The constitution failed the people of Kenya. Kenya’s constitution has always failed to cover the nakedness of all the citizens and only padded and secured the comfort and security of a few privileged citizens. The constitution has established a government that is unresponsive to the rights of the poor and the majority of the weak citizens who are mainly women, the youth and children. This enduring legacy has created and fertilized a culture of impunity, the abuse and disregard of the institutions of the state, lack of accountability and a culture that disregards international norms and standards of governance and Human rights protection and promotion. From this cultural context, the politics of exclusion have taken root. Kenya’s politics of exclusion are powered by the winner takes-it-all, first-past-the-post electoral system that makes elections a life and death affair where the losers also lose all in the political system. This paradigm has been legitimized
by Kenya’s expired one-Party- state constitution that has failed the interests of Kenyans but promoted the interests of the ruling class, particularly those in the ruling party and in public office.

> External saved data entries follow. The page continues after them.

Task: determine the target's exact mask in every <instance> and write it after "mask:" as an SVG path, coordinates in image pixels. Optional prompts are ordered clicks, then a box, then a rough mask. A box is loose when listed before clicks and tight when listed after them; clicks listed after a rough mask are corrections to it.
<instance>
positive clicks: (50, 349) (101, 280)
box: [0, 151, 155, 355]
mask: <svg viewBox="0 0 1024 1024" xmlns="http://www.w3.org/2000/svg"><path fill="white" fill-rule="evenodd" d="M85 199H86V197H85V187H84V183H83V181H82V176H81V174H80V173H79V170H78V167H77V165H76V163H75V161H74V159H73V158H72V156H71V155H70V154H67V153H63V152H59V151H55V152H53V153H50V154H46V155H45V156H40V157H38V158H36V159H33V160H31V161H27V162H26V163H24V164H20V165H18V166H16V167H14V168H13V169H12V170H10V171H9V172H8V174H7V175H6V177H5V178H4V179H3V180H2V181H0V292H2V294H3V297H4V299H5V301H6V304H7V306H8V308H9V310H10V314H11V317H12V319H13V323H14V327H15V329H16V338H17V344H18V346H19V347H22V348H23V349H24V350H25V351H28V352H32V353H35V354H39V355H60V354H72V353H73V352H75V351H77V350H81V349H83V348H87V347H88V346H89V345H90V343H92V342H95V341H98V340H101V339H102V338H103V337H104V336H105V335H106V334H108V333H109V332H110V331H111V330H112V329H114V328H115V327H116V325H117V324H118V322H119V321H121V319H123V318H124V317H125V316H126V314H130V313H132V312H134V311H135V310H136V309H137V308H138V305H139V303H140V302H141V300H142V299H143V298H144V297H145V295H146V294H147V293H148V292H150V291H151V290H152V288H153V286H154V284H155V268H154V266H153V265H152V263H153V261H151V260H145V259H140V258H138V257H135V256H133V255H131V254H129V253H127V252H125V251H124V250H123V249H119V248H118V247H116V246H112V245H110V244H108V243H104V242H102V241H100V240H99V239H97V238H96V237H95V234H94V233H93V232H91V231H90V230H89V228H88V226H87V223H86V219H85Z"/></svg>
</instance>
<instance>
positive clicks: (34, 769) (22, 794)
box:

The current constitution arrangement has engendered the capture and instrumentalization of state institutions by the elite. State institutions like the Cabinet, parliament, the Judiciary, the police force, the military as well as other social institutions such as the media and religious organizations have since independence come under the total and stifling elite capture. The outcome of this elite capture of state institutions is a fractured political and social system that is completely incapable of effectively governing the state and nation. State institutions are neither neutral nor competent to govern and are therefore largely resented by the public and its officials; who are seen as a new breed of occupying forces who are far removed from the struggles of the masses of the people.

That is how the Electoral Commission of Kenya collapsed under the pressure of the dominant political actors and failed to deliver on a basic responsibility of faithfully reflecting the will of the people that had been expressed through the vote. The Electoral commission was rendered hopeless and its constitutional mandate executed under the direction of the executive.